The alternative was to try to formulate a different kind of admission policy. So we thought that because the government's mandate was that we were supposed to turn out graduates for the future, for the new millennium actually, and the IAAP the International Academic Advisory Panel, that was responsible for actually recommending to the government, in 1997, that there should be a new university their recommendation was very clear. It was pretty explicit that the two universities then, NUS and NTU, were essentially training people for the workforce, which was for yesterday and today. They were not very big on training graduates for tomorrow.

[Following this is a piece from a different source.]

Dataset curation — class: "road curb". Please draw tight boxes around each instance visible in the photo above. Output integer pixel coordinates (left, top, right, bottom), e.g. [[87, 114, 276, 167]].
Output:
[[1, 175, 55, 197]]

So our mandate was to create a new kind of graduate. From day one, our graduate had to be visibly different, absolutely different from NUS and NTU. So everything that we did had to reflect that the way we formulated ourselves, the way we appointed colleagues, the way we structured ourselves, and so this also then permeated into admissions. So we came up with the idea that every single person we take in will have to be interviewed by a minimum of two professors, could be three sometimes, though we thought that three professors sitting and interviewing one poor candidate could be a bit intimidating. And each interview would be half an hour. Theoretically, it was 15 minutes on our side, the profs asking the candidate questions and these things, and the next 15 minutes actually was on the candidate's side. And quite often, we had very good, positive vibes about the person who actually tries to exhaust the 15 minutes on the other side, because class participation was of the essence in the new formulation of assessment. We decided that examinations were pathetic; especially examinations that put 1,000 people in the room and said just do this. That's old-fashioned, outmoded thinking. It still persists, I'm afraid, but what can I say? But our real thrust was professors are going to decide how these students are going to be assessed, but a couple of thing to be put in place, such as class participation was going to be essential. And we were allowed to go up to 40 percent for class participation, with a minimum, minimum of 25 percent. I think this has been modified over time. We can talk about that a bit later.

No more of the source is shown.